Monday, August 28, 2006

The Search for Breakfast

Originally and literally part of this far by faith and cited exactly:

This is not among my most sparkling literary achievements, but it portrays the neighborhood’s social location fairly well, though without any seriously sociological or anthropological commentary (no theological insights, either—after all, the weekly publication was not remotely church-related). With more protective changes of faces and places, in this review I’m still hiding the burden of guilt!
Pete’s Eats and Sam’s II
The Search for Breakfast

What makes a restaurant a good place to have breakfast on the way to work? We recently looked for the answer in two local eating places.

You might wonder how people who used to rely on the Lockout Diner for breakfast on the way to work have been managing to last on the job until lunch. Well, one possibility is that by now they have found Pete’s Eats at 468 Southfield Avenue, down the street from where the landmark diner used to be.

Pete’s opens at 5:30 a.m. weekdays and Saturdays, thus making it a good place for those who begin their day early. The service is friendly, efficient, and most important, fast. The food is cleanly-prepared, not greasy, and the portions more than adequate. A cup of fresh drip coffee is 95¢ ordered separately, with a free refill if you have breakfast; otherwise a second cup is 80¢. The menu lists the expected standard breakfast items at reasonable prices, with six combinations. They range from the Number 6: $1.99 for one egg, homefries, toast and coffee, to the No. 1, called “Super Beat the House”: $5.49 for three eggs, choice of bacon, sausage or ham; three pancakes, toast, homefries, juice, coffee.

For our breakfasts at Pete’s we chose the No. 3: two eggs, homefries, toast and coffee, with three sausages. This combination was $3.79, and grapefruit juice added an additional 85¢. We also had a single order of three pieces of French toast ($2.75), coffee, and a medium orange juice (85¢). The three sausages were well-browned and drained, and the eggs had the right degree of doneness. The homefries also were crisp, although for our taste they could have been browner. Also well-cooked and greaseless was the French toast, which was prepared with an adequate amount of egg to give it the appropriate golden color. Our only quibble would be that it might have been browned a bit more on the outside.

The service was fast and pleasant. The server brought our coffee while we decided on what else to order and it was only a few minutes from order to service. This was a little after 8:30, so the place wasn’t crowded, and we would expect it to take a little longer during peak hours, but the efficiency we found leads us to expect fast service at all times, an important factor when having breakfast on the way to work. All things considered, Pete’s Eats is a good addition to the Southfield/Patton Square area.

In the Naugatuck area, we tried another breakfast place that opens at 6 a.m., early enough for most folks on their way to work. Sam’s II, within sniffing distance of Willow Bay, offers a quiet atmosphere, good food and competitive prices. Its location in the Pilgrim Mall complex on Mohegan Boulevard means more than ample parking at breakfast time.

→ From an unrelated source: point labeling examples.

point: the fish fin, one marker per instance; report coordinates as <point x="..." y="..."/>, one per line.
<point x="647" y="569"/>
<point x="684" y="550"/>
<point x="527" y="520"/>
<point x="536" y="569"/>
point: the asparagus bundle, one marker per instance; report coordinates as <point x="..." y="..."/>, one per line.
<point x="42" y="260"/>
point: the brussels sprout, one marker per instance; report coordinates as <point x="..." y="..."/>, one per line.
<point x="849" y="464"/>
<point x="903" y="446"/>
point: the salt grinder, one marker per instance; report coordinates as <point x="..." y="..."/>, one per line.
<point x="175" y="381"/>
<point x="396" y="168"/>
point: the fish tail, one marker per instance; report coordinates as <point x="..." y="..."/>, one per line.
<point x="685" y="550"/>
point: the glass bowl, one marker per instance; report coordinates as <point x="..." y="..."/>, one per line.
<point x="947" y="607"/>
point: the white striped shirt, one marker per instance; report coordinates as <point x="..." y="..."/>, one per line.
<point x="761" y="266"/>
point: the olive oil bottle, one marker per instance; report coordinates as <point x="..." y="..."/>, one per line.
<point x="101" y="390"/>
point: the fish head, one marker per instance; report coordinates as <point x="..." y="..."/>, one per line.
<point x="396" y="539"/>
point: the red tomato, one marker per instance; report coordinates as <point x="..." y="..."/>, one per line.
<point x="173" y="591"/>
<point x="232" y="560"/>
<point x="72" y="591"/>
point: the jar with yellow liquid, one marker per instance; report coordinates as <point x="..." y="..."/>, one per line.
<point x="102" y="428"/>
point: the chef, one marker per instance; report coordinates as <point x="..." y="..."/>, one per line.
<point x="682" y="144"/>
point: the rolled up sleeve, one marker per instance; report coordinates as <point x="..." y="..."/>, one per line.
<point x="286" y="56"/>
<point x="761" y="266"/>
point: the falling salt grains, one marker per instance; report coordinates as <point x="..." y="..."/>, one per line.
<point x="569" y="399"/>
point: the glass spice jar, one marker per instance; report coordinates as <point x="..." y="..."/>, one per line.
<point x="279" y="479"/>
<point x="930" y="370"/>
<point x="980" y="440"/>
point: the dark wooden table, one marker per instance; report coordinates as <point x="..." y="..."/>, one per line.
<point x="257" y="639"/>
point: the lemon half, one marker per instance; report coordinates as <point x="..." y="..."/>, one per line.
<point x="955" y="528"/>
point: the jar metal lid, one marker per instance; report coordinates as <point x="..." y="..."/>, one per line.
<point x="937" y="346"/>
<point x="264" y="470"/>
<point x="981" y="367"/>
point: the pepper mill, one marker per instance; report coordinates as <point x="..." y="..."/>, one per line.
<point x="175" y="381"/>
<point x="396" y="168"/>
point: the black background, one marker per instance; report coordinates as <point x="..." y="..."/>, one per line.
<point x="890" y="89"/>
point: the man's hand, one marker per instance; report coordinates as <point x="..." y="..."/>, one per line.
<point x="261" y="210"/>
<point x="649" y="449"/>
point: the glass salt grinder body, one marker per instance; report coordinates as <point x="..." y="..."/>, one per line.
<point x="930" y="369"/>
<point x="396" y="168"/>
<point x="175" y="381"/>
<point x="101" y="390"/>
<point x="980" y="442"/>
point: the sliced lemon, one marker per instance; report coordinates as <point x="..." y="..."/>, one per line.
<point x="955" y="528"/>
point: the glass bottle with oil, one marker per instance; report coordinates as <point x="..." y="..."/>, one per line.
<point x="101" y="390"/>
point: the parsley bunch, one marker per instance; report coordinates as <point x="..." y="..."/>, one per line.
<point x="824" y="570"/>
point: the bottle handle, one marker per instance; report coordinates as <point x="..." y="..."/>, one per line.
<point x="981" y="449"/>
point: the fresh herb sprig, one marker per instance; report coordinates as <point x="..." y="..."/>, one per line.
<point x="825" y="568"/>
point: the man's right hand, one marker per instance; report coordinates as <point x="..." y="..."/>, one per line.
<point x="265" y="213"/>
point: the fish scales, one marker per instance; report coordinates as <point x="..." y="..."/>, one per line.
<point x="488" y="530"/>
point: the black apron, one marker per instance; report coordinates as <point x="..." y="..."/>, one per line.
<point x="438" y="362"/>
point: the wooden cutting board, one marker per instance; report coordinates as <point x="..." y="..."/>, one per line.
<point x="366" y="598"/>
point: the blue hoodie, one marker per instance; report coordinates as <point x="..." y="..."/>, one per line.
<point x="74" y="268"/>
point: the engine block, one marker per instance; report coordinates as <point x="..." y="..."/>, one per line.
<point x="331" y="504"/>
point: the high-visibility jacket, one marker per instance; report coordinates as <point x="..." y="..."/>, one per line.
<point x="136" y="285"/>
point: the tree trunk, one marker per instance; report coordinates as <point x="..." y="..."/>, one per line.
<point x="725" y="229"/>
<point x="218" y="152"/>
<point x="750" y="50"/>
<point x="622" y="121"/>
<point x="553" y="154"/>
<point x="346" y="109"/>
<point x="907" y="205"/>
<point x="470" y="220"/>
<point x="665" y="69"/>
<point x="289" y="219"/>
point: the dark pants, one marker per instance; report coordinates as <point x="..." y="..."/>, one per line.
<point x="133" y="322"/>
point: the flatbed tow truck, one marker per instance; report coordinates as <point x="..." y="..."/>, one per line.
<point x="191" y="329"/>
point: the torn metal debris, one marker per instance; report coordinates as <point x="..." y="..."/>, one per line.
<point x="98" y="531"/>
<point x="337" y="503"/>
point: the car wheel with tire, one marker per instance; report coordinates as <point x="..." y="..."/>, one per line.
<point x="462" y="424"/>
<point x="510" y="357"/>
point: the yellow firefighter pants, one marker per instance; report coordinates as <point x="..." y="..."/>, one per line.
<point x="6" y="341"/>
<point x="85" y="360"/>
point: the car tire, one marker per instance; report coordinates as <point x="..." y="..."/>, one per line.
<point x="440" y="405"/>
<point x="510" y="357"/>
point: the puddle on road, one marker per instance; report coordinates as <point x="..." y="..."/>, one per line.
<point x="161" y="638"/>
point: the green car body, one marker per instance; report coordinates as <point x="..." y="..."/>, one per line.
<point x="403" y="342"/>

The bill of fare at Sam’s also includes classic American breakfast items; à la carte and complete meals are available. We were offered strong, flavorful coffee as soon as we arrived and chose the same breakfasts as we had had at Pete’s, but at Sam’s the coffee and bacon were included on a combination with the French toast. The homefries were cooked with onion and diced rather than sliced. Otherwise, the food was comparable to Pete’s, as was the service.

In general, the offerings were similar to those at Pete’s, although the combinations varied, and the prices, although there were some differences, were close.

The greatest difference is in the atmosphere of the two eating places. Pete’s is pocket-sized and well-lit; the three tables and seven counter stools seat a total of nineteen people. Sam’s is fairly sizeable and not brightly illuminated. The booths provide sufficient privacy to allow for comfortable chatting with friends or spreading out the newspaper while eating breakfast. Since the place is large, one would not feel compelled to move on quickly after eating.

To partially answer the question we asked in beginning this review, most would agree that convenience, fast service, good food at reasonable prices and cleanliness are most important. We found all of these at both Pete’s Eats and Sam’s II and hope you will too!